The Standing Stones

Wailing wind chastens the prehistoric stones. Monoliths older than the advent of time.

Prehistoric Stones Scotland
Standing Stones, Ring of Brogdar, Stromness, Scotland Monoliths

Stoic and secure they pay no heed to the powerful, shrieking force.

After millennia of standing against much harsher arguments, they show no sign of submission. Not even a sway.

Orkney Island Stones
Orkney Island Stones, Ring of Brogdar

Throughout Scotland stone structures and stone configurations have for millennia, been impervious to the bellowing, bluster and fury that so readily berates them.

 

Monoliths ignorant of time are surely unaware of the weathers provocation.

Orkney Monolith Scotland
Orkney Monolith

For thousands of years they have stared out onto wonders of which we will never know.

The Orkney Islands have stood the test of time, rivaling even the rest of Scotland’s abundant prehistoric, ancient and similarly historic sites.

Will the recent, invasive and violent invasion of tourists coming by the bus load, be their first truly triumphant adversary?

Celtic Ruins
Skara Brae, Stromness, Scotland Orkney Islands

Surrounded by an often raging sea, the weather changes with the scurrying of an Orkney vole. One moment glorious in its vivid serenity, then deadly in a torrent of blustering wind and rain in the next.

Standing stones, Viking relics, faery hills and even some crofts, seem untouched by the taint of time.

Scrubby and mostly flat, with exiguous tortured hills and dales, this chain of small, mostly sea level, snippets of rocky land, holds fast against the elements that appear to wish to push it into the sea.

Sunken ships, burial mounds the caustic tides of Autumn and Winter, churn into the Spring and Summers “Celtic” clear blue skies.

There is nowhere to hide when the glorious yet petulant sun makes its play, and a serene sea is almost ever a cautionary tale to the oncoming furious wake.

Resilient is Scotland. Battered, torn and bleak, yet seemingly always hopeful.

The land represents the people, as the wind represents the rain. More than 5000 years of cohabitation on one land creates a unique commonality between land and man. One not known by many.

And then the English…

Dunnottar Castle and the Jacobite rising
Dunnottar Castle 2017 by Rootless Routes

Scotland lays claim to some of the most magnificent castles in all of Britain. Due to the Jacobite rising ‘s Scotland today bears some of the most magnificent castle ruins.

The evocative remains of Dunnottar Castle, command the seas from a massive rock promontory. For more than 2000 years man has inhabited this redoubt.

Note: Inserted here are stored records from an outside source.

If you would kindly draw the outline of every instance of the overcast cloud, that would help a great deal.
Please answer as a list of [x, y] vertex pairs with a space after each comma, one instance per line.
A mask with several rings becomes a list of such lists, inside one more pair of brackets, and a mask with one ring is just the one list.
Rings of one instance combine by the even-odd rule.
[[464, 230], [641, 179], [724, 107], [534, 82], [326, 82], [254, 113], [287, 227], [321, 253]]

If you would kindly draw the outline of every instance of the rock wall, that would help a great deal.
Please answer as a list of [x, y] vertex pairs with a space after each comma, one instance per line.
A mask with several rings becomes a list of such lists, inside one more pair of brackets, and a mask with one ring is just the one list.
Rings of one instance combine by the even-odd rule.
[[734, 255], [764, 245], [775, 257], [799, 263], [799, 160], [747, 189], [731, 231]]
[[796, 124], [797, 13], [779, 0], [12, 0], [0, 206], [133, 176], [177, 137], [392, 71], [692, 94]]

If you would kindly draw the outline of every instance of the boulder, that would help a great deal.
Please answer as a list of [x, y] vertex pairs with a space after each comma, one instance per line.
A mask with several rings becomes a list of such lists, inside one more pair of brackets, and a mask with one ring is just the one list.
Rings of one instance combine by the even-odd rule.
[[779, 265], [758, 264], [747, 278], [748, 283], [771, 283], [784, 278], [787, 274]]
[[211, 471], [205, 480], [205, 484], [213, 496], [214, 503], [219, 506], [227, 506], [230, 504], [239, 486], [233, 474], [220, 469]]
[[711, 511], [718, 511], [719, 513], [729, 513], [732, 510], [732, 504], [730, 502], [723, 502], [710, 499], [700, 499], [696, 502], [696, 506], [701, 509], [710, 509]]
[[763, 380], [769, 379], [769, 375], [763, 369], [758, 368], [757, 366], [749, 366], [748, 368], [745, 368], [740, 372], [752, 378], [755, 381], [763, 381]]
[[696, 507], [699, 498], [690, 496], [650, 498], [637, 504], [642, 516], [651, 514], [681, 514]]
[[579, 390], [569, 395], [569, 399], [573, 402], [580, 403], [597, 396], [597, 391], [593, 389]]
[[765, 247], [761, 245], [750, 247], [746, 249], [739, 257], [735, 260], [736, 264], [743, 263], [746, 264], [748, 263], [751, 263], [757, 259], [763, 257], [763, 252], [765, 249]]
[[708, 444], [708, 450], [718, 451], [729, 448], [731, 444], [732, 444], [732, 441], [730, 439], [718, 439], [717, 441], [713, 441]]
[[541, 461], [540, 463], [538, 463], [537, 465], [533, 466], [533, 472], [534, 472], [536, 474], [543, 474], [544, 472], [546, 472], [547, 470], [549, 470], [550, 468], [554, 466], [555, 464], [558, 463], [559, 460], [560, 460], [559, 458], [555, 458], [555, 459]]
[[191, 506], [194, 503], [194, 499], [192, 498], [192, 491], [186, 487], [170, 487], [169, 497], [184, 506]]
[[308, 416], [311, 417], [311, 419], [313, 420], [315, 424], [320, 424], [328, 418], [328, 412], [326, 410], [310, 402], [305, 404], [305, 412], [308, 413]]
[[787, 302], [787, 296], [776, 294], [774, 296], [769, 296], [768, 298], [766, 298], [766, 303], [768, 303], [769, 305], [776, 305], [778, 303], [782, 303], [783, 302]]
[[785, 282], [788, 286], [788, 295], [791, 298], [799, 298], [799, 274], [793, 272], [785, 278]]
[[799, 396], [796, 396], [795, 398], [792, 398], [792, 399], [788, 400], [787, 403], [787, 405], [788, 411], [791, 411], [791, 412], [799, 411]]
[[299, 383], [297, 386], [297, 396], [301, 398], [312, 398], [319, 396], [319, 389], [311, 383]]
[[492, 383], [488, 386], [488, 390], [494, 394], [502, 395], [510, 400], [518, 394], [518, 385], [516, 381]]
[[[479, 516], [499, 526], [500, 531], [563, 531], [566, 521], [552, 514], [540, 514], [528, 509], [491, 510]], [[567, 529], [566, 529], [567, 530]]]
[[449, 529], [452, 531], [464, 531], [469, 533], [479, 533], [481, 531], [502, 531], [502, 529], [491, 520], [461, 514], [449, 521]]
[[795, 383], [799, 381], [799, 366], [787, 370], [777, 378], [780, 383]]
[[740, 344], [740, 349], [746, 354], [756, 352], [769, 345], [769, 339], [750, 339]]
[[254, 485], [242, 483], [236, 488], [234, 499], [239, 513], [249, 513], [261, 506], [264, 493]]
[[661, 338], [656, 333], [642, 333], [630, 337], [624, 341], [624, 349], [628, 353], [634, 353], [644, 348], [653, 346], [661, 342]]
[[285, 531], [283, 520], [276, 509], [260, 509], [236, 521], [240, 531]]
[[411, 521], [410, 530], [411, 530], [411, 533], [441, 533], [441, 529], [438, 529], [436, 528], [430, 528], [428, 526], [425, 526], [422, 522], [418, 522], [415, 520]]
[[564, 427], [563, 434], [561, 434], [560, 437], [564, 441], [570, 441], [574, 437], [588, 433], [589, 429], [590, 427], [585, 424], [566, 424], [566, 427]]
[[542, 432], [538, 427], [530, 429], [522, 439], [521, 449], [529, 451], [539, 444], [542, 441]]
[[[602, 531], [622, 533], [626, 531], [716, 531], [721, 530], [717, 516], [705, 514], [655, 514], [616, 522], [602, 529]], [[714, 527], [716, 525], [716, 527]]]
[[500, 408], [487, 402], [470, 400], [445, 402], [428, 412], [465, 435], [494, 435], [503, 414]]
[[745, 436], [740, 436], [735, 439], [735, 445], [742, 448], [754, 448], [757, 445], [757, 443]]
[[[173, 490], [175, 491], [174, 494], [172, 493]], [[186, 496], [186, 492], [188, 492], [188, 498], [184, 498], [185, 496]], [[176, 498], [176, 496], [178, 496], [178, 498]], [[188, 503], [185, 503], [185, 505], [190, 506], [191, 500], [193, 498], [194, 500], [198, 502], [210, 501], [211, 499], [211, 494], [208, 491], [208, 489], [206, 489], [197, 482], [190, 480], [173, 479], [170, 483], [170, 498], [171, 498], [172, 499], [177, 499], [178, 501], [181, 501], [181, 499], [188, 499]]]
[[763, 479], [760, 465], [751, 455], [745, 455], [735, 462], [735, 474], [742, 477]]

In the 5th century, Picts built a church on the rock from which Dunnottar now rises, that grew into a fort and then a settlement. It took 300 years before vikings successfully invaded the subsequent castle, killing King Donald II.

More than one hundred years of sieges plagued the Rock of Dunnottar until the Keiths took hold of the land. Dunnottar then maintained its steely stronghold for the Keith’s for centuries.

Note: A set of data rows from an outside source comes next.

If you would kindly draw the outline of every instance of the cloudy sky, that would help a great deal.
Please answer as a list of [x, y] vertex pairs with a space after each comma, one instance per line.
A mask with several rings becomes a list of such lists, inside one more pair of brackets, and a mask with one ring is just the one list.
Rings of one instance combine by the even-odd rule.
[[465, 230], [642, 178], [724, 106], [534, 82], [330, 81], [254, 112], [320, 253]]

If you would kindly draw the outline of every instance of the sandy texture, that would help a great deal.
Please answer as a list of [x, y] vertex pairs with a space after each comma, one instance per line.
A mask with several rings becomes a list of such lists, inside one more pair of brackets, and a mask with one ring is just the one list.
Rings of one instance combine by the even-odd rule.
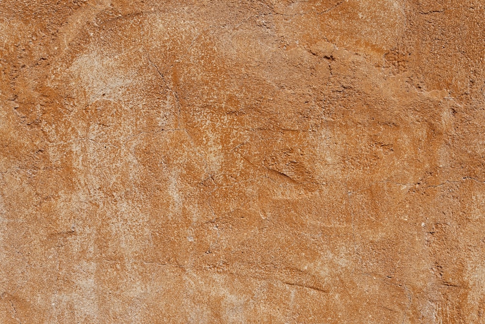
[[1, 323], [483, 323], [481, 0], [2, 0]]

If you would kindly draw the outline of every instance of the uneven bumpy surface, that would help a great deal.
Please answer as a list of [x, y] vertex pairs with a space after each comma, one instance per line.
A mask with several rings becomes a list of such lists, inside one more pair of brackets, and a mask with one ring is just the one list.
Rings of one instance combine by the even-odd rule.
[[0, 322], [484, 323], [484, 15], [0, 1]]

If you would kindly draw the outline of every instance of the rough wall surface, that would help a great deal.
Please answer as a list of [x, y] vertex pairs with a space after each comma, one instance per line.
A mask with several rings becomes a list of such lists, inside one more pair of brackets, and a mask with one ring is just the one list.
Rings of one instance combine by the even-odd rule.
[[485, 322], [484, 16], [0, 1], [0, 322]]

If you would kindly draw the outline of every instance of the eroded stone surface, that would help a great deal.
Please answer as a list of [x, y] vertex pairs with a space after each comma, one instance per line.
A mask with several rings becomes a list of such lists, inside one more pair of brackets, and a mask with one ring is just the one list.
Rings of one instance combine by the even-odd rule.
[[1, 322], [482, 323], [484, 12], [1, 1]]

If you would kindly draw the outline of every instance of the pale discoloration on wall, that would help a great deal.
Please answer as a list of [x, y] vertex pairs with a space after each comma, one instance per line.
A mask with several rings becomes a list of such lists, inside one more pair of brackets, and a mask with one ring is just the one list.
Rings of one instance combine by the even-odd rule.
[[0, 318], [481, 323], [484, 10], [2, 1]]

Dunnottar Castle grew with time becoming a regal and impenetrable fortress. Valiantly aiding its inhabitants in winning wars, warding off attacks, even saving Scotland’s Crown Jewels.

As the Keith family rose in rank and stature, Dunnottar Castle grew in might and grace.

Dunnottar Castle and the Jacobite rising
Dunnottar Castle today 2017 by Rootless Routes

And then the English… found George Keith, the 10th Earl of Marischal (and the last), guilty of treason for his part in the Jacobite rising. In 1715 Dunnottar Castle was seized by the British Government and left to fall to ruin.

Kildrummy Castle and the Jacobite rising
Kildrummy Castle Today

Built in the early 13th century, Kildrummy Castle (Caisteal Cheann Droma) was one of the most extensive castles in the area. For hundreds of years the castle was considered “the noblest of the north”. Long dominating the Strathdon for the earls of Mar.

Kildrummy Castle survived numerous seizes, gallantly defending the family of Robert the Bruce . In 1374 the castle’s heiress Isobel was seized and married by Alexander Stewart, who laid claim to Kildrummy and the title of Earl of Mar.

In 1435 James I took control, making the already regal Kildrummy, a truly royal castle. The castle passed on through clan hands for more than 200 years growing in elegance, size and repute.

And then the English… forced out clan Erskine after the 1716 Jacobite rebellion and the mighty castle was left to fall to ruin.